Abstract

Dear Editor:
Malignant ascites (MA) profoundly impairs quality of life and often dominates ongoing palliative care in patients with advanced cancer. Current management centers on paracentesis, diuretics, and supportive measures, particularly when disease-directed therapy is no longer feasible. 1 Symptoms—abdominal distension, pain, nausea, dyspnea, and fatigue—drive substantial morbidity. Repeated paracenteses provide only transient relief, exacerbate protein depletion and hypoalbuminemia, and are time- and resource-intensive. Pharmacologic options, including diuretics, have limited efficacy.
Abdominal radiotherapy (RT) is established across multiple indications but has not been systematically evaluated as a dedicated symptomatic treatment for MA. Given the paucity of palliative options for MA, this gap is notable. Whole peritoneal radiotherapy (WPRT), targeting both overt and occult peritoneal infiltrates that drive effusion, represents a theoretically attractive, tumor-agnostic strategy for symptom control. Evidence remains sparse: only isolated patients with MA are described within broader series.2–4
De Meerleer et al. reported 13 patients with chemotherapy-resistant ovarian cancer and bulky peritoneal disease treated with whole abdominopelvic RT using intensity-modulated arc therapy; among the nine patients who completed treatment, all experienced complete symptom resolution except for ascites, which showed a partial but clinically meaningful response. 2 In an earlier retrospective cohort of 80 patients with ovarian carcinoma who received RT, 8 patients were treated primarily for MA; while responses were favorable, the subgroup was too small for firm conclusions. 3 Ishibashi et al. examined palliative RT for pleural (n = 9) and peritoneal (n = 13) dissemination administered for pain control and hemostasis, precluding conclusions specific to MA. 4 Likewise, Lee et al. demonstrated that whole-abdomen RT can eradicate small intraperitoneal deposits in endometrial adenocarcinoma without addressing MA directly. 5
We highlight the rationale for a randomized pilot study comparing WPRT plus best supportive care (BSC) versus BSC alone in recurrent MA secondary to radiologically confirmed peritoneal infiltration to assess feasibility, tolerability, and symptom relief. Short, logistically feasible regimens are appealing in palliative care. An initial single-dose approach (e.g., 8 Gy in 1 fraction) with optional targeted boosts to CT/MRI/PET-identified infiltrates could provide early signals of efficacy and safety, informing subsequent protocol refinement and patient selection. The workflow could include paracentesis immediately before CT simulation, followed by rapid VMAT planning and delivery to minimize the interval between drainage and therapy.
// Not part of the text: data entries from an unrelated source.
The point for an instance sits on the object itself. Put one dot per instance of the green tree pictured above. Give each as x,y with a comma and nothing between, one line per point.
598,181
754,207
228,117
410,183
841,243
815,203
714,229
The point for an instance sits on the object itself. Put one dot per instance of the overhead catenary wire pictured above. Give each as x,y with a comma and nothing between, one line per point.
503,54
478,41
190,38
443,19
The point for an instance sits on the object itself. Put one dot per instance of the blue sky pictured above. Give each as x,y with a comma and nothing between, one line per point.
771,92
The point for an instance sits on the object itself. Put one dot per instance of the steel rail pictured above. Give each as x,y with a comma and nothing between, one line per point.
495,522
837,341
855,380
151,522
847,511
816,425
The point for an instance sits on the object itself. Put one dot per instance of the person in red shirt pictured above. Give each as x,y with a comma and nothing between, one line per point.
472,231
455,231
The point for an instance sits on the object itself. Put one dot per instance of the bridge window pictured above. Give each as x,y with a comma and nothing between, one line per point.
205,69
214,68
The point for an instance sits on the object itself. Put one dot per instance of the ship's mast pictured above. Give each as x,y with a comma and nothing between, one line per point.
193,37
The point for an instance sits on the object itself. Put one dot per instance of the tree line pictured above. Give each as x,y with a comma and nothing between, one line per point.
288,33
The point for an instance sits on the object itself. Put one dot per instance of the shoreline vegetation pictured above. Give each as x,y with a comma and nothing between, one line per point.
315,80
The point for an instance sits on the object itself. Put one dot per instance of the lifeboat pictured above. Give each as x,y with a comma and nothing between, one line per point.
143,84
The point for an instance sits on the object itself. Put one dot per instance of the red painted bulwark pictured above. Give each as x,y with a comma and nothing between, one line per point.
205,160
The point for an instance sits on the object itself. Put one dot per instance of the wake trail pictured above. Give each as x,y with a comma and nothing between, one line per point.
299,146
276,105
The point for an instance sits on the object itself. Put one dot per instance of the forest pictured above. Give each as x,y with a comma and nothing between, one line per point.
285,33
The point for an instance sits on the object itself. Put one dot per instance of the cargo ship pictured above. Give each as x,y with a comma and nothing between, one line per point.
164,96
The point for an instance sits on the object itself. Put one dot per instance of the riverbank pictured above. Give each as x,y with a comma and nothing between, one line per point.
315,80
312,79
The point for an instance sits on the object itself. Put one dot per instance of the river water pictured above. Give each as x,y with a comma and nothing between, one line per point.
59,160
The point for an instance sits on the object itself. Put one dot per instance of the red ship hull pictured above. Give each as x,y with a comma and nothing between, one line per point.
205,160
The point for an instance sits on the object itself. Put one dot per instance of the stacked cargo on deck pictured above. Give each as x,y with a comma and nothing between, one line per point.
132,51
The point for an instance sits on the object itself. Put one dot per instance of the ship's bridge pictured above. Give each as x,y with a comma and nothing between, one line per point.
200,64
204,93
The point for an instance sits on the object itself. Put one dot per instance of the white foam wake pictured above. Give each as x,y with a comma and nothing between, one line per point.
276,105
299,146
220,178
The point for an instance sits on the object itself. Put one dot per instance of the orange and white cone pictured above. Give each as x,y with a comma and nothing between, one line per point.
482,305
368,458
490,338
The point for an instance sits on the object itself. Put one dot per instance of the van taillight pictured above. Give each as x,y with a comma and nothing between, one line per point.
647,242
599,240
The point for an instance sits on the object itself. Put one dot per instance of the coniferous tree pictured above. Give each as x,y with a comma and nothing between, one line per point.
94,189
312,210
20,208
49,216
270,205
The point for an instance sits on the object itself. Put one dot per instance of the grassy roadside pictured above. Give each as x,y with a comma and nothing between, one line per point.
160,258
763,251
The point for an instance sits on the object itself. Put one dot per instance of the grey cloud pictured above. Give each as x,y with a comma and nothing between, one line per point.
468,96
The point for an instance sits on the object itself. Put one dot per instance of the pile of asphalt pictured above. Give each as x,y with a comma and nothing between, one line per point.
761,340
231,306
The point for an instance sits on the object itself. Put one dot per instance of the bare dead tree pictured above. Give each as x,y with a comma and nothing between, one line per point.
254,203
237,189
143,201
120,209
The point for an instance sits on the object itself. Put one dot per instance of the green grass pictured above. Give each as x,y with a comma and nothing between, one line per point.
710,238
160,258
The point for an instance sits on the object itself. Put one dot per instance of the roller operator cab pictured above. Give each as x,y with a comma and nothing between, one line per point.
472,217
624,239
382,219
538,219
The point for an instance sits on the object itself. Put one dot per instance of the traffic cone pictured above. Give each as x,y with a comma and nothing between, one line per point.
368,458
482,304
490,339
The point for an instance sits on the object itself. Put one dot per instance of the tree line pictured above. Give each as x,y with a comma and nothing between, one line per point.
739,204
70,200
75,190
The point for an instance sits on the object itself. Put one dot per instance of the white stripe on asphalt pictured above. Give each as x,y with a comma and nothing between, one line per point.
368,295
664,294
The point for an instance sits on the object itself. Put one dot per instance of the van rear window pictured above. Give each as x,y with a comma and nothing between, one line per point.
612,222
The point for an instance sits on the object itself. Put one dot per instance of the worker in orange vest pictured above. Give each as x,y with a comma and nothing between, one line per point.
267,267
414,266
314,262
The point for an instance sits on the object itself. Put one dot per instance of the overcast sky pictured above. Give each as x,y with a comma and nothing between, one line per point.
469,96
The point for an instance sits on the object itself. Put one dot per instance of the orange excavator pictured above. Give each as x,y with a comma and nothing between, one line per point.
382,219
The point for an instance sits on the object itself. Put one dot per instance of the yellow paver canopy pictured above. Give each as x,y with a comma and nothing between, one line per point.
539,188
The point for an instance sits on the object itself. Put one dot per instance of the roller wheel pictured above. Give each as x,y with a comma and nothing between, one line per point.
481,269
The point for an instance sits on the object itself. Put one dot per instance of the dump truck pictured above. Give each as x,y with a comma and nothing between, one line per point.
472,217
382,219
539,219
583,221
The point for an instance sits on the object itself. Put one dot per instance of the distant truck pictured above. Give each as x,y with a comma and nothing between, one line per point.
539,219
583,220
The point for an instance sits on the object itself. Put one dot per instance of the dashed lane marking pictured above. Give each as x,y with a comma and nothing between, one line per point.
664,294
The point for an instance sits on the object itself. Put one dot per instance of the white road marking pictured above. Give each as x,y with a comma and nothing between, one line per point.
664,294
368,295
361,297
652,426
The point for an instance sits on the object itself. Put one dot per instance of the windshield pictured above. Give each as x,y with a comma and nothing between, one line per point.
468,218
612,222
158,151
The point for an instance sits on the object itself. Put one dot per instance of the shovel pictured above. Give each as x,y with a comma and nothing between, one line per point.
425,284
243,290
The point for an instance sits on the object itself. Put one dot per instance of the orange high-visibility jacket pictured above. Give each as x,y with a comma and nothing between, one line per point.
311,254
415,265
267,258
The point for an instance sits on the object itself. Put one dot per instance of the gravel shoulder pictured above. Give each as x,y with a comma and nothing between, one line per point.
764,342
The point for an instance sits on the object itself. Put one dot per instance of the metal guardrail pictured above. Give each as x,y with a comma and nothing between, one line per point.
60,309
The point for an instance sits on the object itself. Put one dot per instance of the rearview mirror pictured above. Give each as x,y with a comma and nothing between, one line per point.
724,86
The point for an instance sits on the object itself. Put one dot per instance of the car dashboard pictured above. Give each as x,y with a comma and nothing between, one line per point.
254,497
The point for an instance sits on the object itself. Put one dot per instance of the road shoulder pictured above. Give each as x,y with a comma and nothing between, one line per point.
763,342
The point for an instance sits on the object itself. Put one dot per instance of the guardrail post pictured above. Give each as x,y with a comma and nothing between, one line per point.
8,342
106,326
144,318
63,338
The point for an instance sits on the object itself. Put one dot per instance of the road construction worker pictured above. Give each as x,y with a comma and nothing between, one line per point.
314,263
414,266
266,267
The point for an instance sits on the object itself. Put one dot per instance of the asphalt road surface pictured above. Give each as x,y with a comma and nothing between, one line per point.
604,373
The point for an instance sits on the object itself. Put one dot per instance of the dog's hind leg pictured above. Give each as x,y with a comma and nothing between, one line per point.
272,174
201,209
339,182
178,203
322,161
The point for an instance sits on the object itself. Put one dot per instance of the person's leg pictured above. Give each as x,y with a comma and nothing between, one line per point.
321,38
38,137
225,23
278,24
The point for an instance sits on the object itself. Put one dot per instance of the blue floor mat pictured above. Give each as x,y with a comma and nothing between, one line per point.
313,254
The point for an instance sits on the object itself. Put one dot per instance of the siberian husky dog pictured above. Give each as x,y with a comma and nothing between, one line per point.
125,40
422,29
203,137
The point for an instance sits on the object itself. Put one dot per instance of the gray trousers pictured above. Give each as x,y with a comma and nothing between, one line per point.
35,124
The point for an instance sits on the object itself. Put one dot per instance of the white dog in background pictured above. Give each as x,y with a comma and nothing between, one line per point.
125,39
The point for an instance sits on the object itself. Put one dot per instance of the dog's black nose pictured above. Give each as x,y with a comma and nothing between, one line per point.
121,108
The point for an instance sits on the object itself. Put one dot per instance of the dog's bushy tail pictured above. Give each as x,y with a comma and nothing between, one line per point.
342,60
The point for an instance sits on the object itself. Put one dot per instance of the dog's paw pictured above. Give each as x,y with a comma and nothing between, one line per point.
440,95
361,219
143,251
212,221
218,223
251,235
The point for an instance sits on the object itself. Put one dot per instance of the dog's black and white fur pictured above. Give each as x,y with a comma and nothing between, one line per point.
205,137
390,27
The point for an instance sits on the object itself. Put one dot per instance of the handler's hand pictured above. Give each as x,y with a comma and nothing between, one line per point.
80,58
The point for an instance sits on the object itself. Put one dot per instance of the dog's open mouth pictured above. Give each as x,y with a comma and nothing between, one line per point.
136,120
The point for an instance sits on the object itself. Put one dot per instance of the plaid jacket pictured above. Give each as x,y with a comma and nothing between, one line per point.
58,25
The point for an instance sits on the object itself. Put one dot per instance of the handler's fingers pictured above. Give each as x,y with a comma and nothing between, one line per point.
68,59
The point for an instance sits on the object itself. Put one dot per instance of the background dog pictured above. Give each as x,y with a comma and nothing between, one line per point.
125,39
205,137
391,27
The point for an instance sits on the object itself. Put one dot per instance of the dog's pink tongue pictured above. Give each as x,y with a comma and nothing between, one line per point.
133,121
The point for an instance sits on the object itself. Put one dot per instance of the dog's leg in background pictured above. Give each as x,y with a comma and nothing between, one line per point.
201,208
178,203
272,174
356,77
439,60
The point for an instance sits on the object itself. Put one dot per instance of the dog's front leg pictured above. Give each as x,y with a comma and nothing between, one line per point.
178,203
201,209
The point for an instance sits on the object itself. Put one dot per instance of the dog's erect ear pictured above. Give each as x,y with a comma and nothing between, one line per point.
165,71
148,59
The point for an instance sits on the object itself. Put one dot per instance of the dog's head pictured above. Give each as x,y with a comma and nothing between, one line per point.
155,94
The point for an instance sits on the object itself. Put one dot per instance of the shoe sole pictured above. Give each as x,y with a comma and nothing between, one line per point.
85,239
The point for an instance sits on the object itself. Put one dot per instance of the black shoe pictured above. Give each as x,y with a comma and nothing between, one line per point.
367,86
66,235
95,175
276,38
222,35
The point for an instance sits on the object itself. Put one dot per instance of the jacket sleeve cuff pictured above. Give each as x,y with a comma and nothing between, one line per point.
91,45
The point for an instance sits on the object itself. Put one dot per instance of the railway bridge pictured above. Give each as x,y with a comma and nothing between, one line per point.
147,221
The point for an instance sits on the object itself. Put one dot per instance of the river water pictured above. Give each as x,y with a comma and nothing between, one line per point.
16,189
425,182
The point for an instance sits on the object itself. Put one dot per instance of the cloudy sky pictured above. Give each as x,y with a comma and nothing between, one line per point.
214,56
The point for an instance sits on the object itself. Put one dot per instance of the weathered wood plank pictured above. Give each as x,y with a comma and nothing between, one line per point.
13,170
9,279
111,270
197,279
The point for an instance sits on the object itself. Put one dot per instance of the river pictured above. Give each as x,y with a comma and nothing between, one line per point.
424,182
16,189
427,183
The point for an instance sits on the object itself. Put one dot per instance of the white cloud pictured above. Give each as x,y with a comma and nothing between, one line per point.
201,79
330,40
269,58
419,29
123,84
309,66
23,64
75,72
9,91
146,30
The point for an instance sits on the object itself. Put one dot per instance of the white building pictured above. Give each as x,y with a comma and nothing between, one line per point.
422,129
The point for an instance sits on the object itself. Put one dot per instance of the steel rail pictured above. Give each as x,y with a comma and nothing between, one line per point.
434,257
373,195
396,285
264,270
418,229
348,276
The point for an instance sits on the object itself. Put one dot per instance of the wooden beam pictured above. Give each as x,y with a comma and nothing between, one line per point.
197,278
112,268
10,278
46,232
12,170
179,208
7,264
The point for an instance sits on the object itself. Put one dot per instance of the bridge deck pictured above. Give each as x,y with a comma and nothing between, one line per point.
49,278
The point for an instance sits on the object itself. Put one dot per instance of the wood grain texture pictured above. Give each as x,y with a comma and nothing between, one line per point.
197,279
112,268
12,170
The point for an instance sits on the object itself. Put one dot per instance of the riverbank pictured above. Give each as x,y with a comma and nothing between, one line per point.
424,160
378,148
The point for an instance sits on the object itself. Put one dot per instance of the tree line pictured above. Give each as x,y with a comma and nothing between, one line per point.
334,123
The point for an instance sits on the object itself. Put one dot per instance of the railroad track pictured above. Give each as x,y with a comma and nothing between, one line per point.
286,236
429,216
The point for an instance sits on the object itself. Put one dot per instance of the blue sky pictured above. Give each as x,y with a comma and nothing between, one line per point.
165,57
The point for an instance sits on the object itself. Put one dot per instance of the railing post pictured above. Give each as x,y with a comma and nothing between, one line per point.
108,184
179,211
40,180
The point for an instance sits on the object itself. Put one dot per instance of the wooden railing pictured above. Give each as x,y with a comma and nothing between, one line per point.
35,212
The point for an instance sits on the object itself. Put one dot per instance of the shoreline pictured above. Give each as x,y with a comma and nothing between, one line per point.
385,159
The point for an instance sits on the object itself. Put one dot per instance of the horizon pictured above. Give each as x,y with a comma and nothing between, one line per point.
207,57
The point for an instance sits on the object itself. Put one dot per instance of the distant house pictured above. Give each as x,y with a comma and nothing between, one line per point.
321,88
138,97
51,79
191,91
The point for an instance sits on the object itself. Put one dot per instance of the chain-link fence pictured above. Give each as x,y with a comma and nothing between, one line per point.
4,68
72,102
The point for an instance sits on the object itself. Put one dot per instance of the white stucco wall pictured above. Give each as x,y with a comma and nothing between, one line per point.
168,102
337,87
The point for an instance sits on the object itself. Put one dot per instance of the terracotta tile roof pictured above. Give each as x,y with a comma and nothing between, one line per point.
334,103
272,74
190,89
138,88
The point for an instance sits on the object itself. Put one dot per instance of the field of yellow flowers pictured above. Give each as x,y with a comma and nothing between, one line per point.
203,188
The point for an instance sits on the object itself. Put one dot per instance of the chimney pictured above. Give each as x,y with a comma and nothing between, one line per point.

Eligibility criteria may include symptomatic ascites with imaging-confirmed peritoneal involvement, an ECOG performance status of 0–3, anticipated survival sufficient to benefit from short-course palliation, and no contraindications. Primary endpoints should include changes in quality of life (measured by standardized instruments) and symptom burden (at a minimum, pain, dyspnea, abdominal distension, and oral nutrition maintenance). Secondary endpoints could include the number and volume of paracenteses, time to next paracentesis, patient-determined need for paracentesis (symptom-driven frequency), nutritional status, treatment-related toxicity, and survival. Rigorous monitoring for gastrointestinal toxicity is essential; however, low-dose treatment is expected to minimize most risks. If signals are favorable, a larger randomized trial to refine patient selection, timing, and dose could be warranted.
This hypothesis proposes a deliberate shift from a disease-centered to a symptom-oriented paradigm, analogous to RT’s established role in palliating pain, compressive syndromes, and hemorrhage. If validated, WPRT could offer a symptom-focused option largely independent of primary tumor etiology, applicable across gynecological, gastrointestinal, pancreaticobiliary, and other malignancies complicated by MA. By reducing reliance on repeated paracentesis and potentially improving functional status, WPRT may also prove to be cost-effective.
Footnotes
Author Disclosure Statement
No competing financial interests exist.
Funding Information
No funding was received for this article.